This work addresses the lack of safety guarantees in offline multi-agent reinforcement learning by proposing a novel approach that integrates neural individual control barrier functions into a diffusion model. This integration enables the generation of trajectories satisfying safety constraints without requiring online environment interaction, while an inverse dynamics model is employed to recover feasible control policies. To the best of our knowledge, this is the first method to combine control barrier functions with diffusion models for safe policy learning in offline multi-agent settings. Experimental results demonstrate that the proposed framework significantly enhances safety across multiple benchmark tasks while maintaining cumulative reward performance comparable to state-of-the-art methods.
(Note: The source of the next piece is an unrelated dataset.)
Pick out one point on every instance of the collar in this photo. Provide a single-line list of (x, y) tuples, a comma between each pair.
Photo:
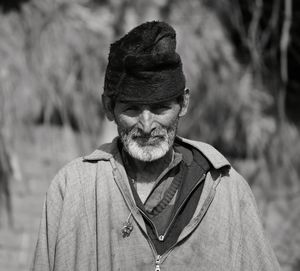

Offline reinforcement learning allows control policies to be learned directly from data without online interaction, making it suitable for safety-critical tasks. Recent studies have applied diffusion models to offline reinforcement learning to leverage their strong capacity for modeling complex data distributions. However, existing approaches primarily focus on single-agent settings, leaving the safety challenges in multi-agent environments largely unexplored. In this work, we propose a safe offline multi-agent reinforcement learning algorithm that embeds neural individual control barrier functions into the diffusion model to enhance safety during trajectory generation, with control policies recovered through inverse dynamics. We evaluate our algorithm across diverse benchmarks, demonstrating substantial safety improvements while maintaining competitive rewards.